Ministerial vs. magisterial interpretation

Years ago, this post from Jame’s Swan’s Beggar’s All blog, the Dead Letter of Scripture, hit me pretty hard.

Here was the final summary offered in the post:

FINAL SUMMARY: God’s breathed-out revelation to his creation is dead, ineffectual, unclear, incompetent, insufficient, incomplete with regards to salvation and inferior to the Roman Catholic Church.

Recently, I did a post on my own blog and the Just and Sinner blog that covered a related topic: how we should or should not speak of ourselves as interpreters of God’s very word.  The title of the post was John 16:8-11 and ministerial vs. magisterial interpretation and the entry point for the post was how Lutherans often apply the law-gospel doctrine in a rather wooden and even faulty way (using John 16:8-11 as a key example).  This led me to the wider issue of how we see ourselves as biblical interpreters.  Here is how I ended the post:

Think about what Pastor Todd Wilken, the host of Issues ETC has said as regards his complaints about much contemporary Christian music: when you are courting a woman, and her father asks you what you find compelling about his daughter, you don’t talk about what she does for you– how she makes you feel and such.  You talk about her, her character, her qualities, who she is.

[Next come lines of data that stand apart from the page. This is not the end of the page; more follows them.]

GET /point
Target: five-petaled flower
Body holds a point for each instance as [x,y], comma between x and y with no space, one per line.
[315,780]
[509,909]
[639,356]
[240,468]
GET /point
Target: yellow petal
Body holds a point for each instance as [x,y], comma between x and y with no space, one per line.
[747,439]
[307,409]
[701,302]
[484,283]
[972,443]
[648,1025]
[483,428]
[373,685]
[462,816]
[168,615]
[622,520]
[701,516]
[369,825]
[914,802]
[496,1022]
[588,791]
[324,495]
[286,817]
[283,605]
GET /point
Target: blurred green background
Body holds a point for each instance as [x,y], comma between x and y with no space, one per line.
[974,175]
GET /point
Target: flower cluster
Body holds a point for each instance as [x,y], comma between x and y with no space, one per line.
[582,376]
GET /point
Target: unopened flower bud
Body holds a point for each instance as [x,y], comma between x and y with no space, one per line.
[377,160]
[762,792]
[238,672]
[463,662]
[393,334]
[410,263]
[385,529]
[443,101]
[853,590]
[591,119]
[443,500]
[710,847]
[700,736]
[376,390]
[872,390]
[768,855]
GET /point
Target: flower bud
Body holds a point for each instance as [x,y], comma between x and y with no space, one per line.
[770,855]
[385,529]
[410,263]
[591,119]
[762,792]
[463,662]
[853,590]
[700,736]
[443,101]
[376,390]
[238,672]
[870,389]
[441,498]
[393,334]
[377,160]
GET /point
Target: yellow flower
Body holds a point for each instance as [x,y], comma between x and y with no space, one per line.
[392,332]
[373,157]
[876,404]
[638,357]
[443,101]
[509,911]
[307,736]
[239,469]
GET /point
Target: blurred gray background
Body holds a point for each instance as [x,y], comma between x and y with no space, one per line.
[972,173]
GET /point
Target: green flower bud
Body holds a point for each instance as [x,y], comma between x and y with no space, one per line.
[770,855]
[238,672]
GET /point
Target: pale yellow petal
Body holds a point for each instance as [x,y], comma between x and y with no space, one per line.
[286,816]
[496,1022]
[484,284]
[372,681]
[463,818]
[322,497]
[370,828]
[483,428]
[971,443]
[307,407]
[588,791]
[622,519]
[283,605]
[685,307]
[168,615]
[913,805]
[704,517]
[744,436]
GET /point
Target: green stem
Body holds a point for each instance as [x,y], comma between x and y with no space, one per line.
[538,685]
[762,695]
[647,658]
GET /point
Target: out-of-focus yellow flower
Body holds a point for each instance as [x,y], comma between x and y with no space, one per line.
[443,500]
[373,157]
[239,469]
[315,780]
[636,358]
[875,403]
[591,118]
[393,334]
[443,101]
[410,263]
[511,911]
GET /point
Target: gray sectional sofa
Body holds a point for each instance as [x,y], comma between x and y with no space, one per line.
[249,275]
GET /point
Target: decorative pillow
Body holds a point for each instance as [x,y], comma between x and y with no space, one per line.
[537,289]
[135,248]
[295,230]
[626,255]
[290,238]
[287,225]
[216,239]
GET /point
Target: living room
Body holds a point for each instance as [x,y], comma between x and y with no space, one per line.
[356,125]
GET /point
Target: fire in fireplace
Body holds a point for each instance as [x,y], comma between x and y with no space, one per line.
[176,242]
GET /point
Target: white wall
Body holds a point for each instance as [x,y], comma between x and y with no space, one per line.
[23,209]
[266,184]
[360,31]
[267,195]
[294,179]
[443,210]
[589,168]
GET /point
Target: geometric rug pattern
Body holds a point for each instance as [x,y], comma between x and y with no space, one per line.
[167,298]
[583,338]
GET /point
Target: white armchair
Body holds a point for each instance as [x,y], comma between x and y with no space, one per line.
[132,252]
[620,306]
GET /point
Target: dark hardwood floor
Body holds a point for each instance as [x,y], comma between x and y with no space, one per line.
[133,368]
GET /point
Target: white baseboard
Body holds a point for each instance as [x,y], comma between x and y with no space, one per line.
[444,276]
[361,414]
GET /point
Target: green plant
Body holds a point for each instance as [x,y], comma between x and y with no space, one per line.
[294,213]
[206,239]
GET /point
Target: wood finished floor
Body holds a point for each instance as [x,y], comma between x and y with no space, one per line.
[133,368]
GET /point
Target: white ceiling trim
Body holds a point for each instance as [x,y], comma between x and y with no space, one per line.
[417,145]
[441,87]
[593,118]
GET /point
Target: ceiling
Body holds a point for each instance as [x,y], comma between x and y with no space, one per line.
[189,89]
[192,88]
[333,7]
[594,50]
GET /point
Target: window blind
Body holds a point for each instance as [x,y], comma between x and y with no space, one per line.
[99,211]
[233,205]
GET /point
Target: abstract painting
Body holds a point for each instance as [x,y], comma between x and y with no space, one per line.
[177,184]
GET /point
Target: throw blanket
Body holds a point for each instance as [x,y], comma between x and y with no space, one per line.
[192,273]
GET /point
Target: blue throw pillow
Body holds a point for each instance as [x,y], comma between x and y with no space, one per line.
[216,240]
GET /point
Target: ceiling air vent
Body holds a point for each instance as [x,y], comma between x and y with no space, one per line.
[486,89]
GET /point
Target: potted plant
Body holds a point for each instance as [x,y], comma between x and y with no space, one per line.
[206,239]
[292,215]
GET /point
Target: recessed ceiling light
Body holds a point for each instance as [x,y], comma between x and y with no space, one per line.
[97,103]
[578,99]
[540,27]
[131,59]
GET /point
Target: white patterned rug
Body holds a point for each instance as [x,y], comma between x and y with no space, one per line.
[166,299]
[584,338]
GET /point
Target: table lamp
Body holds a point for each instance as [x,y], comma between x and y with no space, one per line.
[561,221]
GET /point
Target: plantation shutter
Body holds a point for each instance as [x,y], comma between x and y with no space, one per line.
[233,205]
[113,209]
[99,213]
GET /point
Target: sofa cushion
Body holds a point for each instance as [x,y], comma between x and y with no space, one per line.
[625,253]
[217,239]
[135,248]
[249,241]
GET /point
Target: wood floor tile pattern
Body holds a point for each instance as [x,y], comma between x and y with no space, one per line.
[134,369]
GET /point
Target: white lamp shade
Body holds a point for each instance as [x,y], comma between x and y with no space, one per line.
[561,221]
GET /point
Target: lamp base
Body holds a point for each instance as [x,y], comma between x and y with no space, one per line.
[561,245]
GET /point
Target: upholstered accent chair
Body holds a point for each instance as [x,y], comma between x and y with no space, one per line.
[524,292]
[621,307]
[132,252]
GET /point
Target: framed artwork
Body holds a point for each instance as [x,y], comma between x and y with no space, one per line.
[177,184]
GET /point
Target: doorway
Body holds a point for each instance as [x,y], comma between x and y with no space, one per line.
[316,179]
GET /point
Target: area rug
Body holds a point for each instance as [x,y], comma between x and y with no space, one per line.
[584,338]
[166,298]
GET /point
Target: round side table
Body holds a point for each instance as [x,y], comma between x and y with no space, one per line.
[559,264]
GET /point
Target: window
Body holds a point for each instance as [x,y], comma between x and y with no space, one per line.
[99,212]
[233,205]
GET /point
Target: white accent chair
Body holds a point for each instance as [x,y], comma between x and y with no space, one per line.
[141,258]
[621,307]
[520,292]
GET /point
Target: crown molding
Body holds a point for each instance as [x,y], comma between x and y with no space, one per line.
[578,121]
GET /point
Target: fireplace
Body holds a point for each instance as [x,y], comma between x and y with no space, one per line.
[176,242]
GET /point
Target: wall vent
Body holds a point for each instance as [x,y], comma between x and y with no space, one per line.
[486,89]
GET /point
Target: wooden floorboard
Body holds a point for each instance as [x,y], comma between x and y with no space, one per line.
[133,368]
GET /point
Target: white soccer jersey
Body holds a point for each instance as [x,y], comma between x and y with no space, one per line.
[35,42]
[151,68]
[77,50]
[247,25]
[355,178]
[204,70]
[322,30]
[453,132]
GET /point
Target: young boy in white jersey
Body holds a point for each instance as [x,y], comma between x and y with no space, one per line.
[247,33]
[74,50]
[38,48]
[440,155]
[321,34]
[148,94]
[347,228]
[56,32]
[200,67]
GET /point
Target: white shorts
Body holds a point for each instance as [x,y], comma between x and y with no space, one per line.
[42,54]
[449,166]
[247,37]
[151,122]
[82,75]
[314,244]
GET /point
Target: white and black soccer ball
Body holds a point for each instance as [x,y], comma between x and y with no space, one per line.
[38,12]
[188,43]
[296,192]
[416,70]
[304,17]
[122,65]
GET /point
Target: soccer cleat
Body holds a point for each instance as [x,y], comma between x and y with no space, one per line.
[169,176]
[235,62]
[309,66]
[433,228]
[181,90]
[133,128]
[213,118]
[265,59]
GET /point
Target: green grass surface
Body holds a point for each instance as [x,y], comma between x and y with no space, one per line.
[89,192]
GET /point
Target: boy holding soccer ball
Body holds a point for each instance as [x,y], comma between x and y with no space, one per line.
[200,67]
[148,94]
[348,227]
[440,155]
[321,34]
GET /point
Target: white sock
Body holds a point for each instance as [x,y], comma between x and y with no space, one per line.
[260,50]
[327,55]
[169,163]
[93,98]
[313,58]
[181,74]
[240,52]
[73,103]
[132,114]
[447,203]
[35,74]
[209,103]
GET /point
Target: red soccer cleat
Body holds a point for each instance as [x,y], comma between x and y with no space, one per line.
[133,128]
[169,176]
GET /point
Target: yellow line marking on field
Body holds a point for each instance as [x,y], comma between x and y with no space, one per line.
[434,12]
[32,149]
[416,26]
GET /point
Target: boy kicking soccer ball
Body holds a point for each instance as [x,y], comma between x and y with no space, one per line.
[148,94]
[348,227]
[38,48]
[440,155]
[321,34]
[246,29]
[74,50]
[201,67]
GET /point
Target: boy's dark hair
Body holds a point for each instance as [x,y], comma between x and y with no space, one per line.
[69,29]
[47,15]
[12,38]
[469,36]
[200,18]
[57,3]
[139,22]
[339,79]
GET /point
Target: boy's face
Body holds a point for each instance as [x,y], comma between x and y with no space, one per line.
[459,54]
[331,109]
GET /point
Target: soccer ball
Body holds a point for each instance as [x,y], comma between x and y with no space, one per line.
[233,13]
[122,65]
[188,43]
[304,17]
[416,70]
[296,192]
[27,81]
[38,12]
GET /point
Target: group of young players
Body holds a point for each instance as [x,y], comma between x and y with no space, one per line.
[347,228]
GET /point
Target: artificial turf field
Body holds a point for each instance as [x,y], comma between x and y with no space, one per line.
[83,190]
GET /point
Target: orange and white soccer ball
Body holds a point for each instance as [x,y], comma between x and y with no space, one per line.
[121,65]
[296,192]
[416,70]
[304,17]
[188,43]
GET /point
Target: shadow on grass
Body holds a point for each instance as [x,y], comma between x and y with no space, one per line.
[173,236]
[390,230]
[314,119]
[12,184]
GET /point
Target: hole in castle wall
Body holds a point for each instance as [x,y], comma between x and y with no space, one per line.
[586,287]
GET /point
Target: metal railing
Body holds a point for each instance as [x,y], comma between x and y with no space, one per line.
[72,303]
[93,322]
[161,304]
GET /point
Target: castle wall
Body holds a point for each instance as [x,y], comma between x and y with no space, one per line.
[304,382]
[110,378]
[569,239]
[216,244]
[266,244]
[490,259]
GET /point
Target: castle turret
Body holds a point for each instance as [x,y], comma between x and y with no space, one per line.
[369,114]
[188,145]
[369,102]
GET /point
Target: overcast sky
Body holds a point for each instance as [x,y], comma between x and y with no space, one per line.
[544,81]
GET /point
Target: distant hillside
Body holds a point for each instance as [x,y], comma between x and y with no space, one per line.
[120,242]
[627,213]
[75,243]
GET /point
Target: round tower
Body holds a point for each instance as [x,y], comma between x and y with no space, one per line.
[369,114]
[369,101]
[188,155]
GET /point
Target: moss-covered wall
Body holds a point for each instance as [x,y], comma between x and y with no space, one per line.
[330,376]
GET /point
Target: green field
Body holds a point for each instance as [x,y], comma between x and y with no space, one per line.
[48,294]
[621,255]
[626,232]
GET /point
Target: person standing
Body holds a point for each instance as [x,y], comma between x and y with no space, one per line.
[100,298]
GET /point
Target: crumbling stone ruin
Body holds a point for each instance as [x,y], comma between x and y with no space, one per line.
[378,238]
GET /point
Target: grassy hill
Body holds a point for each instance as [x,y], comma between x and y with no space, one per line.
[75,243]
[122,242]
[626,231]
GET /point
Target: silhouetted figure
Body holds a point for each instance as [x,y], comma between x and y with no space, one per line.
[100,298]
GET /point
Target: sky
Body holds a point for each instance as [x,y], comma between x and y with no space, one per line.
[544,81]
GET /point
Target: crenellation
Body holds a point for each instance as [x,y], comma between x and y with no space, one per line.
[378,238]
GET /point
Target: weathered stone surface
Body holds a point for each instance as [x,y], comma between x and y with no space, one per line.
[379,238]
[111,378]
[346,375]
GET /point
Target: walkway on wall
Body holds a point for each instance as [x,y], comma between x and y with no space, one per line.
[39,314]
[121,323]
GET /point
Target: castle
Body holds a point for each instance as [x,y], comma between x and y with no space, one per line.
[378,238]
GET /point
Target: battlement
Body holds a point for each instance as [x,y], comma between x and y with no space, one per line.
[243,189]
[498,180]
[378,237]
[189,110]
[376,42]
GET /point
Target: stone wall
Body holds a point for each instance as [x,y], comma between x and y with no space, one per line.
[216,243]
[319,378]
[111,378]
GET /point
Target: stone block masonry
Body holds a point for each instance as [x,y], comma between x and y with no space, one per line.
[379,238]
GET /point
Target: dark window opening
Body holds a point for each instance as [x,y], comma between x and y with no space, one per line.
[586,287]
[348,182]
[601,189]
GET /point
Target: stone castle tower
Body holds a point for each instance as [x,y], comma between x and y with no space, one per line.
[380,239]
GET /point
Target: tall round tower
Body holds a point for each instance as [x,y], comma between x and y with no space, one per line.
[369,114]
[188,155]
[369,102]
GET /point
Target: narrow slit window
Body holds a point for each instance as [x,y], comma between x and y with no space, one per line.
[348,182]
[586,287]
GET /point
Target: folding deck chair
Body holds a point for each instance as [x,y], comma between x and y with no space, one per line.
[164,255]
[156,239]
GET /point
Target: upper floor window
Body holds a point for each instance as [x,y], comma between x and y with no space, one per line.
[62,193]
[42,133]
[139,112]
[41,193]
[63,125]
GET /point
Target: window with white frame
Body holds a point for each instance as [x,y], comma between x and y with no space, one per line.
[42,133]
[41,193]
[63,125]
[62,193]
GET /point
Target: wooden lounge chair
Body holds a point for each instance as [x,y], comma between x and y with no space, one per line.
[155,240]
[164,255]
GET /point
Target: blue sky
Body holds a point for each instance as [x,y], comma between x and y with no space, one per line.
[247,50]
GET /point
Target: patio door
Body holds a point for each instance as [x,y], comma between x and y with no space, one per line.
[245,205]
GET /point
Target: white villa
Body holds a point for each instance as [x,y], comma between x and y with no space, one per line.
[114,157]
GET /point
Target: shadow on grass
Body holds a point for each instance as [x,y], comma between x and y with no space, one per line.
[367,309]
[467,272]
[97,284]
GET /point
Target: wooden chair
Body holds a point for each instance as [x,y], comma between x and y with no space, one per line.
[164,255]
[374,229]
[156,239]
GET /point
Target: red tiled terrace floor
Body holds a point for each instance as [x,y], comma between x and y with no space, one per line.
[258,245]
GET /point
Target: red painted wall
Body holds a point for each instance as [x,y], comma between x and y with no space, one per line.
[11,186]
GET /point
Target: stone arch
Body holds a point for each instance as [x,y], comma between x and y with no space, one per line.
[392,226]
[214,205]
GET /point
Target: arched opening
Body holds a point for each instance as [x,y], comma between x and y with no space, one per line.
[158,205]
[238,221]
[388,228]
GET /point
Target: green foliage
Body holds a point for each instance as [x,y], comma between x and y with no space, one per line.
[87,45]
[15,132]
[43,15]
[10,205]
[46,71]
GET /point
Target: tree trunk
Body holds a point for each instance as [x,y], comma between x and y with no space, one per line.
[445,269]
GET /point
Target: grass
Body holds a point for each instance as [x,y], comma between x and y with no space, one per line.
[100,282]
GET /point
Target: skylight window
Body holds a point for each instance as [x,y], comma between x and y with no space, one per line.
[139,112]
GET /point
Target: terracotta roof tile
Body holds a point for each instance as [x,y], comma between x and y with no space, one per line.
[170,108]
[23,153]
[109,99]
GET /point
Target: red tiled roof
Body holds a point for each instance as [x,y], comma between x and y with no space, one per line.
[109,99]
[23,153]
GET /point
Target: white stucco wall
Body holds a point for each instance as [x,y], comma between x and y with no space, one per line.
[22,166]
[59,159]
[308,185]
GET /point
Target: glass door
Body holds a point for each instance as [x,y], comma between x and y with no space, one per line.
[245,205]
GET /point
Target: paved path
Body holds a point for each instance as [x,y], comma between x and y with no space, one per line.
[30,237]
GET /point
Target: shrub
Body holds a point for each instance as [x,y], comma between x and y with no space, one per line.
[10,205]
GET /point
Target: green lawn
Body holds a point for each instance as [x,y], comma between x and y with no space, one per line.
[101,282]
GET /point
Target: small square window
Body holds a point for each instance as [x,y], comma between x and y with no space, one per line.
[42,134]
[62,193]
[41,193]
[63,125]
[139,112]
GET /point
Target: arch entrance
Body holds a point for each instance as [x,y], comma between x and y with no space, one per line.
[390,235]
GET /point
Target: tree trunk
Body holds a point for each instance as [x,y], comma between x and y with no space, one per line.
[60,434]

I submit that passages like Romans 3:19-20 in particular help us to remember that the validation of God’s word is never subject to our evaluation of its truthfulness to any degree whatsoever.Nor is the establishment of God’s word in any degree based on our critical evaluation of itNor it this the time for us to be emphasizing how we are inevitably interpreters of the words of others (perhaps even testing them against other things we know are confident are true) – in hearing these words it is we who are interpreted, for we are hearing the active words of the living Spirit of Christ (see more about an interesting battle that took place over issues related to this in the 16th century between Matthias Flacius and Caspar Schwenckfeld). It is only men veering towards or playing with death who dare to call these words “dead”.

Although I did not mention this yet elsewhere, this critique is actually going to lay the groundwork for future posts that will be challenging some of the ways confessional Lutherans approach apologetics.  That said, I am sure there will be things in the posts that will challenge some Reformed sensibilities as well.  Please don’t hesitate to engage me on them.